The film oscillates between violence and morbid eroticism, between disgust and repulsion on the one hand, elegance and beauty on the other, pushing the viewer to the limit of endurance, eliciting feelings of discomfort and uncertainty. The film is perceived as a psychological nightmare concealing the fears, secrets and passions of each and every one of us. The characters carry trauma; they may even be regarded as trauma incarnate and as the subconscious reflection of all the phobias, pain, perversions, and evil inclinations. They operate within a sinister, merciless dominator-dominated array, presenting its weak victim versus the blood-thirsty victimizer.
One of the pivotal elements in the film is the theme of transitions and metamorphosis. The body transforms into a battlefield, undergoing a series of physical and mental changes. The power relations among the figures and their dynamics evolve and change. The video is interwoven with transitions between interior and exterior, day and night, as well as shifts in the soundtrack from the sounds of a pastoral forest to cries of despair; fluctuations between violence and beauty when a wound turns out to be a flittering precious stone, between man and beast, and between life and death. The cords linking the figures likewise become a channel of communication through which organic materials such as saliva and blood pass. The figures operate according to the codes and norms of an invented, imaginary language describing pain, trauma, and passion. As in a horror movie, the viewer experiences moments of fear and jolting, he is captured in the illusion, moving between dream and reality. In some respect, the work is a radical, perverse continuation of fairytales a la the Brothers Grimm, which are characterized by motifs of woodland, imagination and horror.
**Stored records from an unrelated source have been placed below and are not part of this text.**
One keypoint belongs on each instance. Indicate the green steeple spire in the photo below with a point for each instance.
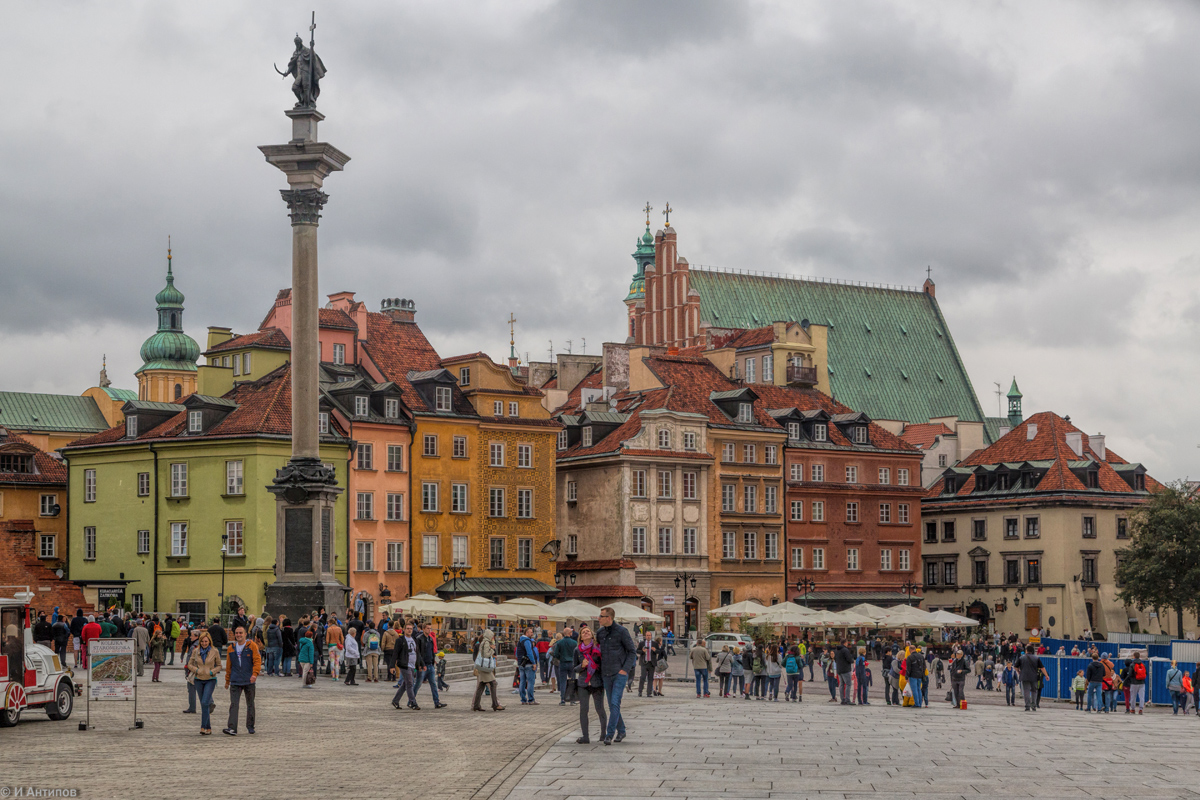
(171, 348)
(1014, 404)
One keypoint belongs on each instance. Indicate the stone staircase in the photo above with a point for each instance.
(460, 666)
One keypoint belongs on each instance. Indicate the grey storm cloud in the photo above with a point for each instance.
(1042, 158)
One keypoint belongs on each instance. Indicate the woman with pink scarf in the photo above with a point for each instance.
(591, 684)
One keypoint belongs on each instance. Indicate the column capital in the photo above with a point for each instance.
(304, 205)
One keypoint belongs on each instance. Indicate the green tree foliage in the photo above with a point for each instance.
(1161, 567)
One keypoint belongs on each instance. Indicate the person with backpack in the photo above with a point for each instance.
(793, 666)
(1175, 686)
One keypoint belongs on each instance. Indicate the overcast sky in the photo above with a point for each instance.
(1044, 158)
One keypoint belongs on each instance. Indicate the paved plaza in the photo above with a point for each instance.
(349, 743)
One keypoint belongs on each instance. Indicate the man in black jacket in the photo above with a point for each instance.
(408, 662)
(618, 656)
(429, 657)
(844, 660)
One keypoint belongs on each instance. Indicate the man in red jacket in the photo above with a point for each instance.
(90, 631)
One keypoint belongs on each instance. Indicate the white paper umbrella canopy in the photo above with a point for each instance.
(421, 605)
(577, 609)
(744, 608)
(630, 613)
(953, 620)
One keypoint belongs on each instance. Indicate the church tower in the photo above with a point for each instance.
(168, 370)
(643, 257)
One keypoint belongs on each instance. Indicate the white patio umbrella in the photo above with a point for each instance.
(630, 613)
(949, 619)
(531, 608)
(744, 608)
(577, 609)
(421, 605)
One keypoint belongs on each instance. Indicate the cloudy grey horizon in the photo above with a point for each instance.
(1041, 158)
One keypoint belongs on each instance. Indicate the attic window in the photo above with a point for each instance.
(17, 463)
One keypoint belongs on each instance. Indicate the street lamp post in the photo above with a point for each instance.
(225, 549)
(807, 587)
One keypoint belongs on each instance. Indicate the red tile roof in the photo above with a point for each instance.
(603, 590)
(1048, 444)
(268, 337)
(400, 348)
(587, 566)
(48, 470)
(923, 434)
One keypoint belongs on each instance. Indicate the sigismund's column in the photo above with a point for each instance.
(305, 491)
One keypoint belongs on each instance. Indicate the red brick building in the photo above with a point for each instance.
(851, 501)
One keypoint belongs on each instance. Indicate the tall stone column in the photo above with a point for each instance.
(305, 491)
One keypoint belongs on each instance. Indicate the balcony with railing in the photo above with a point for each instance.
(802, 376)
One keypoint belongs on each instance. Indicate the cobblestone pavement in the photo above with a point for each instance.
(750, 749)
(330, 741)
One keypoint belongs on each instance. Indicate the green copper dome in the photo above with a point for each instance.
(169, 348)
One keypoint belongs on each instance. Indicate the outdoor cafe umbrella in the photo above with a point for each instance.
(419, 605)
(630, 613)
(577, 609)
(744, 608)
(948, 619)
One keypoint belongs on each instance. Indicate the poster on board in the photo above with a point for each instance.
(111, 672)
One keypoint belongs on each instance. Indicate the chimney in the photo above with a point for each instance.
(401, 310)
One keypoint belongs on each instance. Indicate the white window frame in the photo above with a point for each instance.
(395, 507)
(637, 543)
(235, 477)
(431, 547)
(179, 540)
(364, 555)
(235, 537)
(430, 500)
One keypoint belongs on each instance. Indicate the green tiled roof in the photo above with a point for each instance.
(891, 353)
(30, 411)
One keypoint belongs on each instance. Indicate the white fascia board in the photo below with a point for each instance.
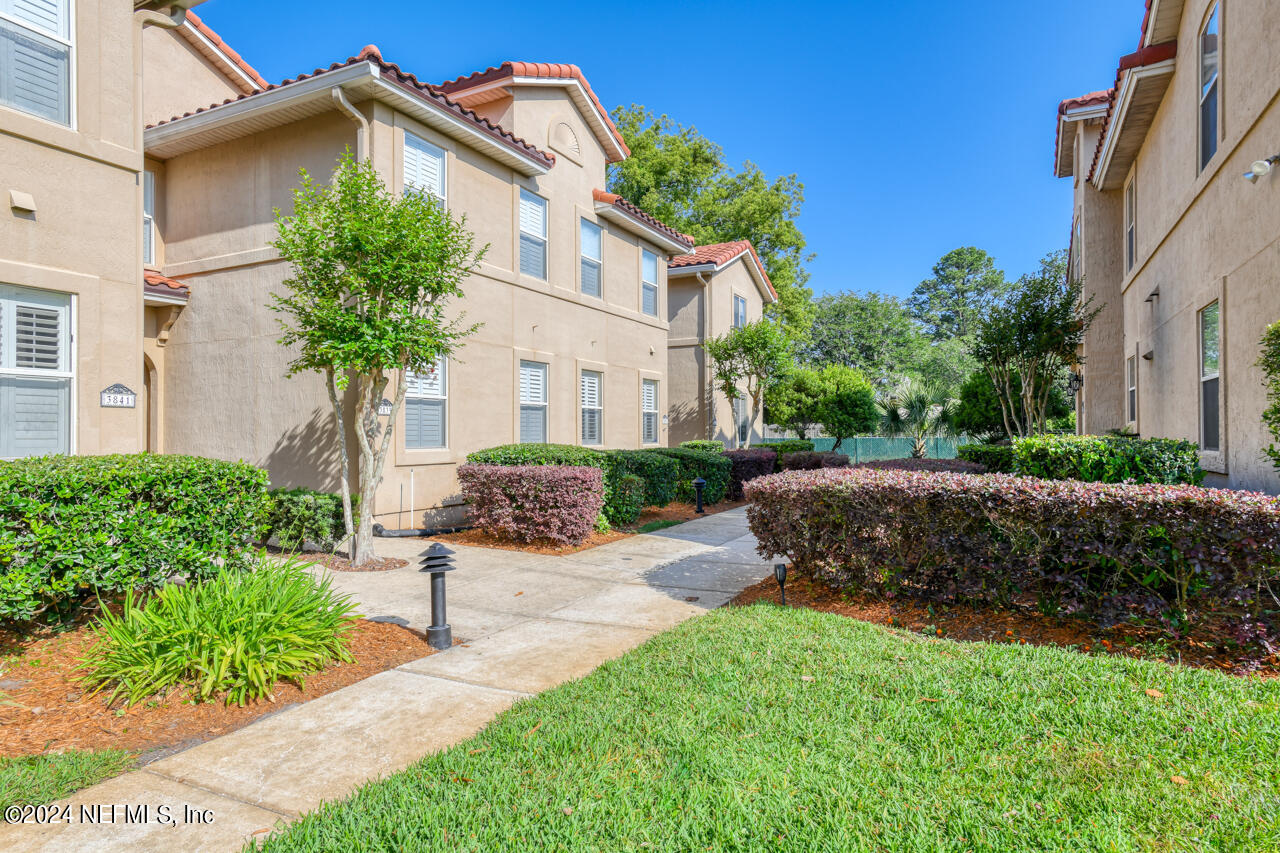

The artificial, mannerist effects in the film, the kitsch and the sickly imagination reveal a variety of influences. In 2001 Tichacek was an intern in Mathew Barney’s New York studio when the latter shot the last film in his Cremaster series. “What drew me to Barney’s work was the prosthetic materials and forms he uses to create these gender-ambiguous creatures,” says Tichacek. It was these strange, elf-like bodies that I loved.” During her stay in New York Tichacek met American transsexual idol, Amanda Lepore, with whom she filmed Lineage of the Divine(2002), a precursor of the current work. Tichacek was enchanted by the star’s exaggerated, operated, unnatural beauty: as someone who has “a love-hate relation to femininity, I’m drawn to someone like her, but she is also a tormenting thing, a sign of what’s oppressive about femininity. Like in my own upbringing in Switzerland before moving to Australia in my late teens. It was very conservative there. Very beautiful and gorgeous, but strict and oppressive.”
Monika Tichacek (1975) was born in Zurich. She moved to Australia in 1994. Lives and works in Sydney.